After a neighborhood teenager was in a car accident, the group of friends came together, ad hoc as they often did, to help raise money for growing medical bills and to help support the family.

“We had quite a bit of success and we felt good about doing it,” said Joan Kasprowicz, a founding member of the group. “So, we decided to brainstorm for a way of doing it more permanently, and we came up with a giving circle.” The group’s other founders include Mary Narayan, Linda Strup and Diana Katz.

“Within two months, membership increased tenfold as other women embraced the idea of working in collaboration, making connections, demonstrating commitment, affecting change, being creative, and celebrating their time together,” says the group’s Web site.

“I guess we’d all been long-time volunteers in Reston, but we were all working independently,” said Strup.

“Our focus is on doing volunteer projects, but we also issue grants once a year to nonprofits,” said Kasprowicz.

Last year, said Kasprowicz, the Circle issued five grants, totaling $25,000. But she first points out that the group spent more than 860 hours volunteering in the community last year.

“All of us have grand designs to help people, but [Giving Circle] has picked up that mantle and run with it,” said Ridge Loux, a Reston resident and president of South Lakes’ PTSA. “They get inspired by their own success and continue to build on it and find new outlets to give and serve.”

“Volunteering makes up a big portion of the Circle,” said Kasprowicz.

THE CIRCLE HAS THREE ongoing volunteer projects — Cameron Glen/Sunrise Assisted Living: Senior Friends, Kids Club at the Embry Rucker Homeless Shelter, and Book Circle — where members routinely give their time.

The organization started a bi-weekly reading literacy program at the Embry Rucker Shelter and designed and created a “literacy corner” at the shelter. The literacy program is just one of 12 projects that the group has undertaken.

“Those programs were conceived by members,” said Kasprowicz.

“Because we are a member organization, we really want to follow the lead of our membership,” said Strup. “Everybody has the same mission of helping others, but it is by pooling all those skills and resources that we’re able to do it more effectively.”
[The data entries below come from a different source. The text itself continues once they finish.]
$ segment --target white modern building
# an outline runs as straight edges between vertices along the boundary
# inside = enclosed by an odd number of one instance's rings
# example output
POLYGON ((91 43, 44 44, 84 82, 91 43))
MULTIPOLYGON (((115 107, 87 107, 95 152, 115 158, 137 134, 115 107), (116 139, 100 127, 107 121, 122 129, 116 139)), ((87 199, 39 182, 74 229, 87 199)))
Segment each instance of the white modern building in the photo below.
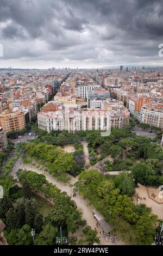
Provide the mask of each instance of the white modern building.
POLYGON ((38 127, 48 132, 52 130, 69 132, 106 131, 110 127, 110 111, 100 109, 77 109, 62 106, 57 111, 39 113, 38 127))
POLYGON ((79 98, 86 98, 87 92, 89 90, 98 89, 101 87, 100 86, 95 85, 79 85, 78 86, 78 94, 79 98))

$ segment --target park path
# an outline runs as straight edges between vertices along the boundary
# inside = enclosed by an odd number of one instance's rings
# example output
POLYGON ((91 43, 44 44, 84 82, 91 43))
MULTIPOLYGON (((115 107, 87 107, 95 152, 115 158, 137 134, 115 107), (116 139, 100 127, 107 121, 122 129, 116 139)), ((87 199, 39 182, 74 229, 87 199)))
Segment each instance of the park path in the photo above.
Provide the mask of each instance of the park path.
MULTIPOLYGON (((163 220, 163 204, 159 204, 148 197, 147 187, 140 184, 139 187, 136 187, 136 191, 138 193, 139 197, 142 198, 140 200, 140 204, 145 204, 147 207, 152 208, 152 212, 156 214, 158 218, 163 220), (146 198, 146 200, 143 198, 146 198)), ((137 201, 135 199, 135 202, 137 204, 137 201)))
MULTIPOLYGON (((35 172, 39 174, 43 174, 47 179, 49 182, 52 183, 53 185, 56 185, 62 192, 67 192, 67 194, 72 197, 72 199, 73 200, 78 207, 78 209, 79 211, 83 214, 83 218, 87 222, 88 225, 91 227, 92 229, 95 229, 97 221, 93 217, 92 214, 92 210, 94 209, 93 205, 89 205, 88 201, 84 200, 80 196, 79 193, 76 193, 76 196, 73 197, 73 188, 70 187, 70 185, 73 185, 78 180, 78 178, 71 179, 69 183, 64 184, 60 181, 58 181, 57 179, 52 176, 51 174, 42 170, 40 170, 39 169, 32 166, 30 164, 23 164, 23 161, 21 157, 18 160, 16 164, 15 164, 12 171, 11 173, 15 178, 16 178, 16 172, 18 169, 23 169, 26 170, 32 170, 35 172)), ((71 176, 72 178, 72 176, 71 176)), ((101 227, 96 228, 97 231, 98 231, 98 236, 100 239, 100 244, 104 245, 112 245, 111 242, 106 242, 105 239, 102 237, 100 234, 100 231, 102 231, 102 229, 101 227)), ((116 243, 118 245, 124 245, 124 243, 121 240, 119 240, 116 243)))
“They have recognized the willingness of people in this area to help,” said Loux, who nominated the group for the award.

Just last weekend, the group participated in Reston Relay for Life, a fund-raiser for the American Cancer Society. The Circle raised just more than $2,000.

The organization is an all-volunteer, non-paid grassroots group that gives back 100 percent of its contributions through grants issued once a year.